Kalau ditelisik, wacana itu justru memperkuat kebiasaan programs follows money. Bappenas yang merancang dan mengetahui lebih detail program prioritas pemerintah, justru dipaksa mencari sumber pembiayaan dari luar APBN. Padahal seharusnya, bila teguh pada prinsip programs follows money, Bappenas lah yang diberi kewenangan sebagai Chief Finance Officer, untuk mengatur pembiayaan proyek-proyek prioritas dari APBN.

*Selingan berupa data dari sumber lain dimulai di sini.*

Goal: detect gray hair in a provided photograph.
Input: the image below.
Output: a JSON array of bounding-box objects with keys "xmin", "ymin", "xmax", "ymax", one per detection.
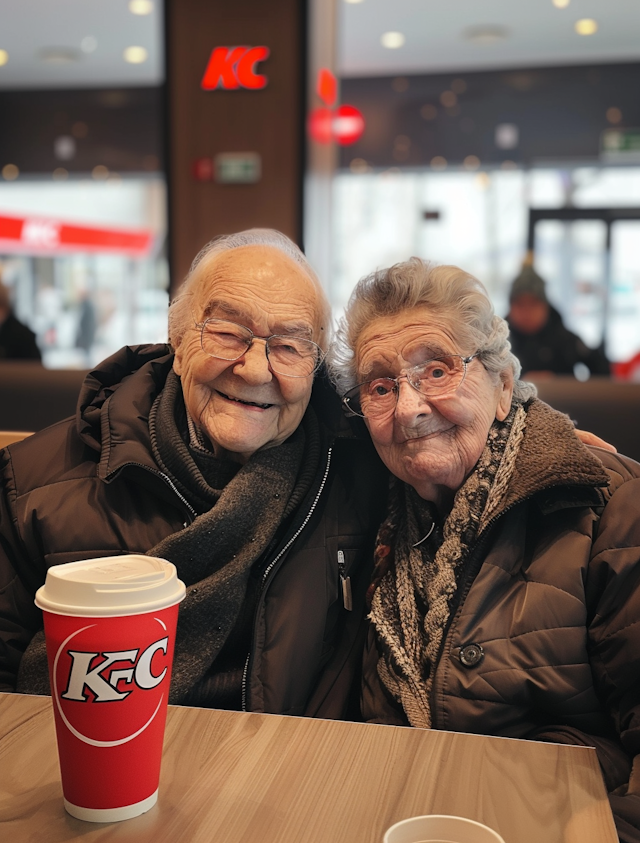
[
  {"xmin": 329, "ymin": 257, "xmax": 536, "ymax": 402},
  {"xmin": 168, "ymin": 228, "xmax": 331, "ymax": 351}
]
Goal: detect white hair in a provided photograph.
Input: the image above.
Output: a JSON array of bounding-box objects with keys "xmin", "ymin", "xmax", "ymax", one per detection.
[
  {"xmin": 328, "ymin": 257, "xmax": 536, "ymax": 402},
  {"xmin": 168, "ymin": 229, "xmax": 331, "ymax": 351}
]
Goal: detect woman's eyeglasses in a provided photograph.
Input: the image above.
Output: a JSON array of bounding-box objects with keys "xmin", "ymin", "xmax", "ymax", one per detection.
[
  {"xmin": 342, "ymin": 353, "xmax": 479, "ymax": 419},
  {"xmin": 195, "ymin": 318, "xmax": 324, "ymax": 378}
]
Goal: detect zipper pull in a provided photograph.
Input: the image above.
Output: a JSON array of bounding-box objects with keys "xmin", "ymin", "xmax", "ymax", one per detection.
[{"xmin": 337, "ymin": 549, "xmax": 353, "ymax": 611}]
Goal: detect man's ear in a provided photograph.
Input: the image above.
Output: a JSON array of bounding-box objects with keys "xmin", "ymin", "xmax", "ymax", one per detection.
[
  {"xmin": 172, "ymin": 338, "xmax": 183, "ymax": 376},
  {"xmin": 495, "ymin": 370, "xmax": 514, "ymax": 422}
]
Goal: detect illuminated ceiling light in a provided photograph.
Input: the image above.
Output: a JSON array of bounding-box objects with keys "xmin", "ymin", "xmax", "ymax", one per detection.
[
  {"xmin": 2, "ymin": 164, "xmax": 19, "ymax": 180},
  {"xmin": 129, "ymin": 0, "xmax": 154, "ymax": 13},
  {"xmin": 124, "ymin": 46, "xmax": 148, "ymax": 64},
  {"xmin": 344, "ymin": 0, "xmax": 365, "ymax": 4},
  {"xmin": 0, "ymin": 50, "xmax": 8, "ymax": 66},
  {"xmin": 430, "ymin": 156, "xmax": 447, "ymax": 171},
  {"xmin": 552, "ymin": 0, "xmax": 570, "ymax": 7},
  {"xmin": 463, "ymin": 25, "xmax": 510, "ymax": 44},
  {"xmin": 381, "ymin": 32, "xmax": 405, "ymax": 49},
  {"xmin": 92, "ymin": 165, "xmax": 109, "ymax": 180},
  {"xmin": 575, "ymin": 18, "xmax": 598, "ymax": 35}
]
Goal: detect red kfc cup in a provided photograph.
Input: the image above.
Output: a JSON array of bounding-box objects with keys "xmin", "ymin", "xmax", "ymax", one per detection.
[{"xmin": 35, "ymin": 554, "xmax": 186, "ymax": 823}]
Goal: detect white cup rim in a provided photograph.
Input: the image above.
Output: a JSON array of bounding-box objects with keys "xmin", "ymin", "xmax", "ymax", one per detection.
[{"xmin": 383, "ymin": 814, "xmax": 506, "ymax": 843}]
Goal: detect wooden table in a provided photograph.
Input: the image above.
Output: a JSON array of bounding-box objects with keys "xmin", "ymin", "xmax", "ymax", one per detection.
[{"xmin": 0, "ymin": 692, "xmax": 617, "ymax": 843}]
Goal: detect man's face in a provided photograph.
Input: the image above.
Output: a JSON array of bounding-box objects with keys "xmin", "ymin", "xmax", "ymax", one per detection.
[
  {"xmin": 508, "ymin": 293, "xmax": 549, "ymax": 335},
  {"xmin": 173, "ymin": 245, "xmax": 322, "ymax": 463}
]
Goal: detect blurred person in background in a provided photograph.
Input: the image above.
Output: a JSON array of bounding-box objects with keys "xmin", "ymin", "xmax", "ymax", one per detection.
[
  {"xmin": 331, "ymin": 257, "xmax": 640, "ymax": 842},
  {"xmin": 0, "ymin": 229, "xmax": 386, "ymax": 717},
  {"xmin": 506, "ymin": 262, "xmax": 610, "ymax": 379},
  {"xmin": 0, "ymin": 275, "xmax": 41, "ymax": 362},
  {"xmin": 75, "ymin": 288, "xmax": 97, "ymax": 364}
]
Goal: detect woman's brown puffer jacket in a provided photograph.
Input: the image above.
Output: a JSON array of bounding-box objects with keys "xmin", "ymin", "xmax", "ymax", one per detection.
[{"xmin": 363, "ymin": 400, "xmax": 640, "ymax": 842}]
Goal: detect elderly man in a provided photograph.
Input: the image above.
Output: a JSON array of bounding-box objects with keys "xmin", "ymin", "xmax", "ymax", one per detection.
[{"xmin": 0, "ymin": 229, "xmax": 387, "ymax": 717}]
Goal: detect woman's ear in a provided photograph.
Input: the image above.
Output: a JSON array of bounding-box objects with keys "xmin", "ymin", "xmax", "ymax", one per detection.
[{"xmin": 495, "ymin": 371, "xmax": 514, "ymax": 421}]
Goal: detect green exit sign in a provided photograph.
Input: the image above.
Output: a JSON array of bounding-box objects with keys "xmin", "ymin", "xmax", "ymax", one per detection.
[
  {"xmin": 601, "ymin": 129, "xmax": 640, "ymax": 160},
  {"xmin": 214, "ymin": 152, "xmax": 261, "ymax": 184}
]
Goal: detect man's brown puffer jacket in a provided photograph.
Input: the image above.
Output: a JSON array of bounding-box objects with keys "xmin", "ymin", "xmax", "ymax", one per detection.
[{"xmin": 0, "ymin": 344, "xmax": 388, "ymax": 718}]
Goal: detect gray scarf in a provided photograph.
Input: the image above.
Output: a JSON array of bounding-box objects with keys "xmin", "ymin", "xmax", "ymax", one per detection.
[{"xmin": 370, "ymin": 402, "xmax": 527, "ymax": 728}]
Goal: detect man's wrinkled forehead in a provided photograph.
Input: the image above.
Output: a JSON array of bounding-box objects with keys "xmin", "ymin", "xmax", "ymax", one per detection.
[
  {"xmin": 194, "ymin": 245, "xmax": 315, "ymax": 300},
  {"xmin": 191, "ymin": 244, "xmax": 327, "ymax": 340}
]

Pada sisi lain, Kementerian Keuangan sebagai Bendahara Negara tidak memiliki landasan dan platform yang cukup untuk melihat mana program yang menjadi prioritas Pemerintah. Apakah itu melalui trilateral meeting antara K/L dengan Bappenas, persetujuan dengan Bappenas saja, atau berdasarkan peraturan Menteri Keuangan yang telah tersedia. Selama ini, Kementerian Keuangan menjadi institusi yang kuat karena ia memegang uang negara. Sedangkan paradigma programs follows money tak pernah terjadi sejak jaman reformasi, karena Bappenas tidak memiliki posisi tawar yang cukup: hanya memegang rencana pembangunan tapi tidak memiliki kewenangan mendesain anggaran.

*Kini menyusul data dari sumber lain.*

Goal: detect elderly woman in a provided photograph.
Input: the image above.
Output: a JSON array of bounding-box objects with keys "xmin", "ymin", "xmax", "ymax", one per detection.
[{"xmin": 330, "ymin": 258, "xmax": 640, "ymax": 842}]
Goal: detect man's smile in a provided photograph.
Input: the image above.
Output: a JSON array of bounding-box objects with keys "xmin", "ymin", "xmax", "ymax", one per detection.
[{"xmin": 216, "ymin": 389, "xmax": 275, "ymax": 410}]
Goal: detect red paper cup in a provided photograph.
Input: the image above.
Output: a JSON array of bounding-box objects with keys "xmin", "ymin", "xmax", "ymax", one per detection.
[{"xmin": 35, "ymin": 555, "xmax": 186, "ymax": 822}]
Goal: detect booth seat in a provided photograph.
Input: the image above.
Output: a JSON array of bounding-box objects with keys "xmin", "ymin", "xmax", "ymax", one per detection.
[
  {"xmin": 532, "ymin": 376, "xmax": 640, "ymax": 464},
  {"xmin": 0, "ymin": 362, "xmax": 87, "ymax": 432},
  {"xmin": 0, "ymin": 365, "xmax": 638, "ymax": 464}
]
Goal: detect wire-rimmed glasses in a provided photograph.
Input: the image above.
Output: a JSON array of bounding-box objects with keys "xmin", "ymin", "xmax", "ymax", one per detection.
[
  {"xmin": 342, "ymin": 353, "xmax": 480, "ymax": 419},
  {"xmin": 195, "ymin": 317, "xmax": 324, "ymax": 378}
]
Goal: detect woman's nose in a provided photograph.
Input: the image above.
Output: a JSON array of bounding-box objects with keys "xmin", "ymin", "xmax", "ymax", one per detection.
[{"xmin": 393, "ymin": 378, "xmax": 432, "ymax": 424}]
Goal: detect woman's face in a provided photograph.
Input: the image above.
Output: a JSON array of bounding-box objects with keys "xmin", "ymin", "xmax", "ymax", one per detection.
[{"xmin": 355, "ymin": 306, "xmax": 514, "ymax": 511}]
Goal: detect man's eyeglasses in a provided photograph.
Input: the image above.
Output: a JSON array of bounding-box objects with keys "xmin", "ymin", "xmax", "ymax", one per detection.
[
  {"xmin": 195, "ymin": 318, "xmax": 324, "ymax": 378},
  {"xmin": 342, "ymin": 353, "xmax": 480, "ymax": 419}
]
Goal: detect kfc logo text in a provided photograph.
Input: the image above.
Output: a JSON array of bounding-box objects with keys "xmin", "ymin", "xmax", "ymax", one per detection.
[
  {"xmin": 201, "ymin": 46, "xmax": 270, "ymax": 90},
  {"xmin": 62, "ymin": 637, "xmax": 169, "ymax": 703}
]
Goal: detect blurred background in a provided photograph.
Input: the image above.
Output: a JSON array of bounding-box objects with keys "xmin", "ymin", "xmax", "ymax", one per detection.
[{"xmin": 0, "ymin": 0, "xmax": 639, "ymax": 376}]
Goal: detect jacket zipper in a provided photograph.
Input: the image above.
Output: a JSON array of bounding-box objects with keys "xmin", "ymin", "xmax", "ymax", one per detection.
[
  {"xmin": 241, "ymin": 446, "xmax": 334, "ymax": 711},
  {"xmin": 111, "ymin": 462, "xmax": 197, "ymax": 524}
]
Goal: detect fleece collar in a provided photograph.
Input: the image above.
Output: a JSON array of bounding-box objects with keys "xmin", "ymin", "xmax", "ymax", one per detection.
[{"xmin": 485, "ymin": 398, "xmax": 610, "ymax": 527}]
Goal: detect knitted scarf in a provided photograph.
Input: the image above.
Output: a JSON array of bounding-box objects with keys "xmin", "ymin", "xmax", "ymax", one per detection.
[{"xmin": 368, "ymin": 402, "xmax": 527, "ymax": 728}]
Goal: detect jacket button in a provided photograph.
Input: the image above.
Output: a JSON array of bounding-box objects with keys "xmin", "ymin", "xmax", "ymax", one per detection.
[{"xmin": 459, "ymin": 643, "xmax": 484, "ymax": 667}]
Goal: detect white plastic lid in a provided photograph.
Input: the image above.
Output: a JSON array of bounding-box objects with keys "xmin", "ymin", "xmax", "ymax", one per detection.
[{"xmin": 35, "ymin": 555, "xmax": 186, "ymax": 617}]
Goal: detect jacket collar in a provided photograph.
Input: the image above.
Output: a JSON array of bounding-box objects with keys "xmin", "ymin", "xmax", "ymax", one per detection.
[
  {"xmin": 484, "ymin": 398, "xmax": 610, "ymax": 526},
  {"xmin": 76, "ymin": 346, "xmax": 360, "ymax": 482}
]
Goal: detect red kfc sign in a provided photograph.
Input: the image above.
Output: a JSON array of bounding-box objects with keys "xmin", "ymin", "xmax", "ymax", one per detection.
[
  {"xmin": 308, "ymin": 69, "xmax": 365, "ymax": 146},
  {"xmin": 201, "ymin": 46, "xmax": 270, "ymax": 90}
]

Pelajaran terakhir yang tidak kalah penting ialah persoalan penyerapan anggaran di daerah. Persoalan ini memang problematik. Sejak tahun 2014, UU Pemerintah Daerah No. 23/2014 diterbitkan menggantikan UU Pemerintahan Daerah No. 23/2004. Pada UU Pemerintahan Daerah yang baru, urusan Pemerintah Daerah menjadi lebih terbatas. Terdapat beberapa urusan yang tidak harus dikerjakan oleh Pemerintah Daerah. Ambil contoh persoalan rumah tidak layak huni, persampahan, dsb.

Tetapi sejak tahun 2014 juga, atau tepatnya sejak kepemimpinan Presiden Joko Widodo, postur anggaran untuk daerah juga lebih besar. Dari sinilah timbul masalahnya. Antara payung hukum yang tersedia dan kebijakan anggaran yang dilakukan. Wewenang Pemda banyak dipotong melalui UU Pemerintah Daerah baru, tetapi anggarannya ditingkatkan. Sehingga, dengan mempertimbangkan persoalan lain di daerah, seperti misalnya kapasitas Pemda, banyaknya dana menganggur di daerah bukan menjadi persoalan yang aneh.


Titik-titik inilah yang penulis pikir perlu menjadi perhatian dalam pengelolaan anggaran di tahun depan. Jangan sampai kita mau maju selangkah, tapi ternyata harus juga melakukan dua langkah mundur. Kita tentu berharap ada dua/tiga langkah maju, meskipun harus selangkah mundur menarik hikmah yang ada pada tahun ini dan tahun-tahun sebelumnya.